Merging datasets produced in different sequencing runs with asymetric coverages

57 views
Skip to first unread message

Tiago Antão

unread,
May 17, 2017, 3:22:59 PM5/17/17
to Qiime 1 Forum
Hi,

I have two datasets
1. low-coverage, multiplexed paired-end reads
2. high-coverage, de-multiplexed paired-ends reads

Reads are of equal size in both studies,

When I run dataset 1 alone I have a median report of circa 20000 OTU reads per sample.

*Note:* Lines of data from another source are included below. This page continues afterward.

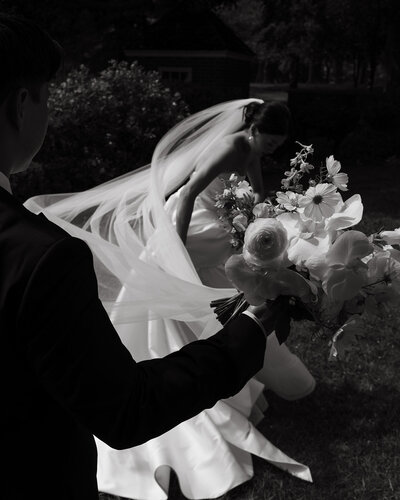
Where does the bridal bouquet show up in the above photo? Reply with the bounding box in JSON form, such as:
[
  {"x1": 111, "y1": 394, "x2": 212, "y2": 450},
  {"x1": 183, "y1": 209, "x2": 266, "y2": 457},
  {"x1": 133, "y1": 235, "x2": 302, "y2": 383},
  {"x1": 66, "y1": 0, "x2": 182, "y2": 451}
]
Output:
[{"x1": 211, "y1": 143, "x2": 400, "y2": 359}]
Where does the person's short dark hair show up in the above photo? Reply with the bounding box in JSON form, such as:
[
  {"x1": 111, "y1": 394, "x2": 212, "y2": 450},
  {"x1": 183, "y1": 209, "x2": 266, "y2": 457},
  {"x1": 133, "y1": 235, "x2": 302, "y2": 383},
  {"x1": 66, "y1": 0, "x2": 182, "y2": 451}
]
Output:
[
  {"x1": 243, "y1": 101, "x2": 291, "y2": 135},
  {"x1": 0, "y1": 13, "x2": 62, "y2": 104}
]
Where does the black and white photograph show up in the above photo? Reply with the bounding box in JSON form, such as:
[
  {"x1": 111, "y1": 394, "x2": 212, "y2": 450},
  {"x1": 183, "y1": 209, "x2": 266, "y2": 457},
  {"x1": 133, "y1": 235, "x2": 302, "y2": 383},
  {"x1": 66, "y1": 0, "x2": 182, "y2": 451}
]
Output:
[{"x1": 0, "y1": 0, "x2": 400, "y2": 500}]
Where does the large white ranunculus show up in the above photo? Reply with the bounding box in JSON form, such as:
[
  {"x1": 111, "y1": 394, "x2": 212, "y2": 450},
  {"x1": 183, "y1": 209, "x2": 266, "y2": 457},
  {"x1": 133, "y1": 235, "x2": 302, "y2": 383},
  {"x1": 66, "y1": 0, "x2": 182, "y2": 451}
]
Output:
[{"x1": 243, "y1": 217, "x2": 288, "y2": 270}]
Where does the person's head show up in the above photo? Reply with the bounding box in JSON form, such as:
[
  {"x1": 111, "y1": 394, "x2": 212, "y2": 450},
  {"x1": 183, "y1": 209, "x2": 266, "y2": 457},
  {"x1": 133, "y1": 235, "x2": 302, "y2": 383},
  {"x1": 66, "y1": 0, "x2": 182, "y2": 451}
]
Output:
[
  {"x1": 243, "y1": 101, "x2": 290, "y2": 154},
  {"x1": 0, "y1": 13, "x2": 62, "y2": 173}
]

But
if I merge the datasets (i.e. join seqs.fna from both and call pick_open_reference_otus) it gets reduced to 7000 OTUs reads per sample (as per the BIOM file). The high-coverage study will have much more reads.

I am a bit lost as to the cause of this. Should I sub-sample for the higher-coverage study to correct any bias, or am I doing something blatantly wrong? Or maybe merging the datasets is a bad idea altogether?

Any help would be most appreciated.

Thanks,
Tiago

Jai Ram Rideout

unread,
May 17, 2017, 7:11:03 PM5/17/17
to Qiime 1 Forum
Hi Tiago,

Your approach generally sounds correct -- you should be able to combine datasets from multiple sequencing runs and provide the combined dataset to pick_open_reference_otus.py. However, combining sequencing runs can be tricky -- you'll want to be wary of any run/batch effects in your results (e.g. seeing differences in your samples based on what sequencing run they came from).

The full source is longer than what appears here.